• sam. Sep 21st, 2024

ils préfèrent la forêt au cimetière


Muttersholtz (Bas-Rhin), reportage

Au milieu de l’ail des ours, on aurait presque pu les louper. Douze plaques funéraires entourent un chêne qui se dresse majestueusement. Autour, se mélangent pêle-mêle érables, noisetiers, acacias, et hêtres. À leurs pieds, des urnes funéraires. C’est ici, dans le petit village alsacien de Muttersholtz, que la première forêt sanctuaire est née en janvier 2023.

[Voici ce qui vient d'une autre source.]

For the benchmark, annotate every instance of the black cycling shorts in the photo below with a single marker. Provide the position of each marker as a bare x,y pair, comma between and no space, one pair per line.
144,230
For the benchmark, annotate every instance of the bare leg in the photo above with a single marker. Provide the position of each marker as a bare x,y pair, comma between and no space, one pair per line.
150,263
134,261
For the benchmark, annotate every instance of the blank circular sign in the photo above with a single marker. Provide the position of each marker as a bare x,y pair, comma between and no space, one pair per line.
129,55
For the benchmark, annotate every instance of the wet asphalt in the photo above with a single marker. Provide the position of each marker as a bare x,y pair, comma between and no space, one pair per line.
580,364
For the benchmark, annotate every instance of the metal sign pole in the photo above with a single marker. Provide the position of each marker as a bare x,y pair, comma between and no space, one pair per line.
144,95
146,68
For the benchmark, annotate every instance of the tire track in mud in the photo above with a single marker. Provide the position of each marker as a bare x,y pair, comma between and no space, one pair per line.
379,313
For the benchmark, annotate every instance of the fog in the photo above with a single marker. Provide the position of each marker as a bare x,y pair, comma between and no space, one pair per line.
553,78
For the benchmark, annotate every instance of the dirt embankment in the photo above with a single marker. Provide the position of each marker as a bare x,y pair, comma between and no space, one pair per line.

Près du chêne, de la terre encore fraîche a été retournée. « C’est la sixième mise en terre ce mois-ci », explique Luc Dettwyler, l’adjoint au maire. Si une rose a été posée à l’occasion, la commune n’accepte pas les ornements en dehors des cérémonies. « C’est un non-entretien volontaire. Le but est que ça reste sauvage », confie Patrick Barbier, maire de Muttersholtz. Depuis l’inauguration, il y a un an, la municipalité a reçu des demandes de la France entière, « souvent des jeunes gens qui étaient proches de la nature ».

Ce mode funéraire est en effet plus écologique. Les cendres des personnes qui y reposent ont rejeté 233 kg d’équivalent CO2 dans l’atmosphère lors de la crémation, bien loin des plus de 1 200 kg engendrés par un enterrement traditionnel — il faut alors compter l’entretien des espaces où sont les sépultures, la construction d’un caveau, la pose d’un monument et le cercueil en bois. Les forêts funéraires, elles, permettent aussi à cette partie de la forêt et la biodiversité qu’elle abrite d’être désormais protégées de l’exploitation forestière.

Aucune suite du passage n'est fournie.